1. A single hormetic bout will cause a measurable rise in p16^INK4a^+ cells and SASP factors (IL‑6, MCP‑1) within 6‑24 h, followed by a accelerated decline compared with untreated controls.
2. Mice receiving hormesis followed by a senolytic regimen will show a greater cumulative reduction in p16^INK4a^+ cells and SASP markers at 7 days post‑treatment than mice receiving either hormesis or senolytics alone.
3. The combined treatment will extend median lifespan by > 30 % over controls, exceeding the additive expectation of the individual interventions (≈ 16 % from hormesis + 36 % from senolytics).
4. Depletion of NK cells or macrophages will abolish the enhanced clearance observed with hormesis + senolytics, returning the phenotype to that of senolytics alone.

Experimental Design

Model: C57BL/6J mice, aged 18 months (n = 10 per group). Groups: (i) Control (vehicle), (ii) Intermittent fasting (24 h fast twice weekly) as hormesis, (iii) Senolytic (dasatinib 5 mg/kg + quercetin 50 mg/kg, i.p., once weekly for 3 weeks), (iv) Hormesis → Senolytic (fasting schedule followed 2 h later by senolytic dosing), (v) Hormesis → Senolytic + anti‑NK1.1 antibody (NK‑cell depletion), (vi) Hormesis → Senolytic + clodronate liposomes (macrophage depletion). Readouts: Flow cytometry for p16^INK4a^+CD45^− cells in spleen, liver, and adipose tissue; ELISA for plasma IL‑6, MCP‑1; immunofluorescence for NKG2D ligands on senescent cells; NK cell (NK1.1^+) and macrophage (F4/80^+) activity assays; survival monitoring. Timeline: Baseline measurements, interventions for 8 weeks, then follow‑up for lifespan.

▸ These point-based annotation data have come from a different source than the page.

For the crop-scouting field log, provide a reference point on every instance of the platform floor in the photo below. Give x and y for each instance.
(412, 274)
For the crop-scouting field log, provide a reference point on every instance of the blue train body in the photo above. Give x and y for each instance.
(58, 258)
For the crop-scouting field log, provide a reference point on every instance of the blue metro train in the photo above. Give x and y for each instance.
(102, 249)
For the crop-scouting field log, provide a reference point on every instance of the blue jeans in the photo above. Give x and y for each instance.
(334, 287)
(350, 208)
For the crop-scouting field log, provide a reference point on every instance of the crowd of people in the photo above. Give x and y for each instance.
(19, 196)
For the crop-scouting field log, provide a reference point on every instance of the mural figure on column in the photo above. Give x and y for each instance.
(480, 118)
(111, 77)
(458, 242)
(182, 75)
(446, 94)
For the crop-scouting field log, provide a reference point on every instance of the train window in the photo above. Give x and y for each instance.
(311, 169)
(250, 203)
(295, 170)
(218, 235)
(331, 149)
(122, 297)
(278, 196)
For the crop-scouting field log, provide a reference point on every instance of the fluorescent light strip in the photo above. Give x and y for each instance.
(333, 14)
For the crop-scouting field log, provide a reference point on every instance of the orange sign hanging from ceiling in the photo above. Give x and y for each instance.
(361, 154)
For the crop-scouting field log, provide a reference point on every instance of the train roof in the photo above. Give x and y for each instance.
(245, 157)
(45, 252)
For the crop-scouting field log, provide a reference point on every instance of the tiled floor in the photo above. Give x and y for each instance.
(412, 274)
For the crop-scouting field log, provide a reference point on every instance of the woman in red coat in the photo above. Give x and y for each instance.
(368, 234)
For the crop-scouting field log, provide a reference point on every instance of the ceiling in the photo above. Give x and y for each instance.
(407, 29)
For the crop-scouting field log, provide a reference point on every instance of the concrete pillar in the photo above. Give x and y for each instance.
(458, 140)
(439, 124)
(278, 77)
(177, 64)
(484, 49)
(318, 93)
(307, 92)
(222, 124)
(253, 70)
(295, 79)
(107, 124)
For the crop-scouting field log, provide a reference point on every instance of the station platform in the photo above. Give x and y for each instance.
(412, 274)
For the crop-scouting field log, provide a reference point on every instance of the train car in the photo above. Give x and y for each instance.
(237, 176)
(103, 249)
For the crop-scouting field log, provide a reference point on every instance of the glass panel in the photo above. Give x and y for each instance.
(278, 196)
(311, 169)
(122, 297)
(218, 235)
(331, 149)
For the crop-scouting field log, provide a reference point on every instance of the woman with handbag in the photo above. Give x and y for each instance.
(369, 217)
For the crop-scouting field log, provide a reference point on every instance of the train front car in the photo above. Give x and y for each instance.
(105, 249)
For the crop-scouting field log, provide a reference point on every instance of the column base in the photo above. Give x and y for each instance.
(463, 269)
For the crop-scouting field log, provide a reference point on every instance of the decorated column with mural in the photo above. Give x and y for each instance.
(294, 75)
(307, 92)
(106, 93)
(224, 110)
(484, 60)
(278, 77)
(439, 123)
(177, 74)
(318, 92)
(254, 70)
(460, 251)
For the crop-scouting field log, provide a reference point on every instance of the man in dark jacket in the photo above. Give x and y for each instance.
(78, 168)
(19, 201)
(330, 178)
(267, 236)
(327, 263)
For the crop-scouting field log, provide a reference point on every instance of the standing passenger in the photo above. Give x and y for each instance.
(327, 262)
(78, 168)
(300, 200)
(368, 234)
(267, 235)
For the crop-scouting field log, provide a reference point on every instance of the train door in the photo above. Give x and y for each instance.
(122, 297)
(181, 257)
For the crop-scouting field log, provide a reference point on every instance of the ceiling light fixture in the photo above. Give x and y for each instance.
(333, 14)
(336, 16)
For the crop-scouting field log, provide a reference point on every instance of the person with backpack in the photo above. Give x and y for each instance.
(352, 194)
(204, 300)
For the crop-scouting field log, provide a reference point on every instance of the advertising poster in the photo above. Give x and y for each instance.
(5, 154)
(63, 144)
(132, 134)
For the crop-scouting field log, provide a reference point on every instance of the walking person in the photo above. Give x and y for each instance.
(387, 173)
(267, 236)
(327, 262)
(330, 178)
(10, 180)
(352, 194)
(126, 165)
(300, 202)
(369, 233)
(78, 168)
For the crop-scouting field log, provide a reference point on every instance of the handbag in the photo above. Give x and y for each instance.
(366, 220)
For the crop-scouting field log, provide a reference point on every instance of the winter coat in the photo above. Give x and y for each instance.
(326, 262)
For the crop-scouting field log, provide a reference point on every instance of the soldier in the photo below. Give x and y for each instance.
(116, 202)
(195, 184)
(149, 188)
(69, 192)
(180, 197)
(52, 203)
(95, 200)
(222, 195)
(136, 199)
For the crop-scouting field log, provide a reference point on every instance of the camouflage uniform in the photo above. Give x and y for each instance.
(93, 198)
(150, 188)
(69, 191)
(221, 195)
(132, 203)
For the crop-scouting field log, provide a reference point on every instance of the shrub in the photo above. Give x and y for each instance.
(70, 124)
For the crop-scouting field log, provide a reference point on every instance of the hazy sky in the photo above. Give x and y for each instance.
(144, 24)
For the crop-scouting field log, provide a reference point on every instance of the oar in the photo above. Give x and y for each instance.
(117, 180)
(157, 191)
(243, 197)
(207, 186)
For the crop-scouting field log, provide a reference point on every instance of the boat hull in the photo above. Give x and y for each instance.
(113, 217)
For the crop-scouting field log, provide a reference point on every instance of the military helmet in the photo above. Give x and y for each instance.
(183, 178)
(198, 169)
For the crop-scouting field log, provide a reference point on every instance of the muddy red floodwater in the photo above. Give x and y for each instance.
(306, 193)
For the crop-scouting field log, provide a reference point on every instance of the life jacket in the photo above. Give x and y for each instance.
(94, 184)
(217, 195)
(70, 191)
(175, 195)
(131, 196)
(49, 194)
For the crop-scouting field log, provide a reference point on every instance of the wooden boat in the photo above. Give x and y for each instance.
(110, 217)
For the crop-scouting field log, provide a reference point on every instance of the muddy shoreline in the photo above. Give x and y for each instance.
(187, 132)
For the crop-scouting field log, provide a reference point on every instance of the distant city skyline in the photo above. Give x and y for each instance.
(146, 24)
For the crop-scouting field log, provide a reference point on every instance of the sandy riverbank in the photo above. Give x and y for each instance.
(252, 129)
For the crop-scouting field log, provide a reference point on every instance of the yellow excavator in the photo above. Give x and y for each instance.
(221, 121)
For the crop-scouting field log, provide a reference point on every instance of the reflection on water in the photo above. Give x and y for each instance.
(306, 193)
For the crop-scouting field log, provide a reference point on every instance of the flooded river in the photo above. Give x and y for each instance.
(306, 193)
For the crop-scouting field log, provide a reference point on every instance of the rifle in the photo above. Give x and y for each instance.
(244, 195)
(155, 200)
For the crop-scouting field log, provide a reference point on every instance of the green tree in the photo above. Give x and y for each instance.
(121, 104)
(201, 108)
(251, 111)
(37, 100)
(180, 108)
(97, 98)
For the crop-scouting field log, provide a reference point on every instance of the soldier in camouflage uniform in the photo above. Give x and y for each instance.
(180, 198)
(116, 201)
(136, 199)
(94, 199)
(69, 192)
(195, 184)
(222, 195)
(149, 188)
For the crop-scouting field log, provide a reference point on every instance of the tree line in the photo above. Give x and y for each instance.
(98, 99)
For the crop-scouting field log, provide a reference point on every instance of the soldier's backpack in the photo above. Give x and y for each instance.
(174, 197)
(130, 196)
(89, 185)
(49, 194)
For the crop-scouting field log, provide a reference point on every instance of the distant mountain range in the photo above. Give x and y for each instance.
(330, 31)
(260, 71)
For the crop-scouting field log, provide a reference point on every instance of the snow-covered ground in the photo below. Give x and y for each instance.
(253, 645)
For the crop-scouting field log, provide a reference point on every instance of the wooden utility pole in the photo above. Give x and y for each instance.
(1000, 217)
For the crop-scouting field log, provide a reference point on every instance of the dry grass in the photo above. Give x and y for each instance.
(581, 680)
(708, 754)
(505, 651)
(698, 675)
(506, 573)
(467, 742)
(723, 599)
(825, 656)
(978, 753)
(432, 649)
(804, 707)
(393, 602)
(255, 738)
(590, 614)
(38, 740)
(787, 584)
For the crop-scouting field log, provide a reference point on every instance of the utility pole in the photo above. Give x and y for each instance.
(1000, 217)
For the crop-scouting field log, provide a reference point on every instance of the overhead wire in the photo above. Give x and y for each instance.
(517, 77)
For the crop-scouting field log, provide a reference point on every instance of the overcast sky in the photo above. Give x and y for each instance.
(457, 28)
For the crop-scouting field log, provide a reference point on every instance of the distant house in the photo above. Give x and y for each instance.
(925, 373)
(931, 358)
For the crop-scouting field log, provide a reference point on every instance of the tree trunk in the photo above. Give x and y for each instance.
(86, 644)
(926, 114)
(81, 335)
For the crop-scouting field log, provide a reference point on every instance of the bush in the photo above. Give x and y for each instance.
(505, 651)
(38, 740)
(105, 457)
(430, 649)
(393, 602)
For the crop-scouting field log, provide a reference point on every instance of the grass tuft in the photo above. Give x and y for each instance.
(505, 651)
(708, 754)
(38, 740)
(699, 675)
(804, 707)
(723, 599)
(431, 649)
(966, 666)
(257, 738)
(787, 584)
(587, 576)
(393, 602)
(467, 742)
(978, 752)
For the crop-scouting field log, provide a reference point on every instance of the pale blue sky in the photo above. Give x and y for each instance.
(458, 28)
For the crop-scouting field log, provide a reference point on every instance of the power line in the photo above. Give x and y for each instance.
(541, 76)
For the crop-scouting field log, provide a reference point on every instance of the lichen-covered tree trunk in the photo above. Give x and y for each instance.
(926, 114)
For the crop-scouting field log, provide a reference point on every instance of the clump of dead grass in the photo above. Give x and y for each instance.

Potential Outcomes and Interpretation

If prediction 1 holds, it confirms that hormesis can transiently elevate senescent markers—a direct test of the claim that hormesis ‘convinces cells they are about to die’. If prediction 2 is satisfied, the synergy validates the mechanistic link between hormesis‑induced immune priming and senolytic action. Failure to observe accelerated clearance (prediction 1) or lack of lifespan extension beyond additive effects (prediction 3) would falsify the hypothesis, suggesting hormesis does not generate a senescent‑cell‑prone state amenable to immune removal. Depletion experiments (prediction 4) would pinpoint the effector immune cells responsible.

This framework directly tests whether the ‘threat‑response’ language of hormesis can be harnessed to improve damage‑removal strategies, moving beyond compensatory survival toward genuine repair.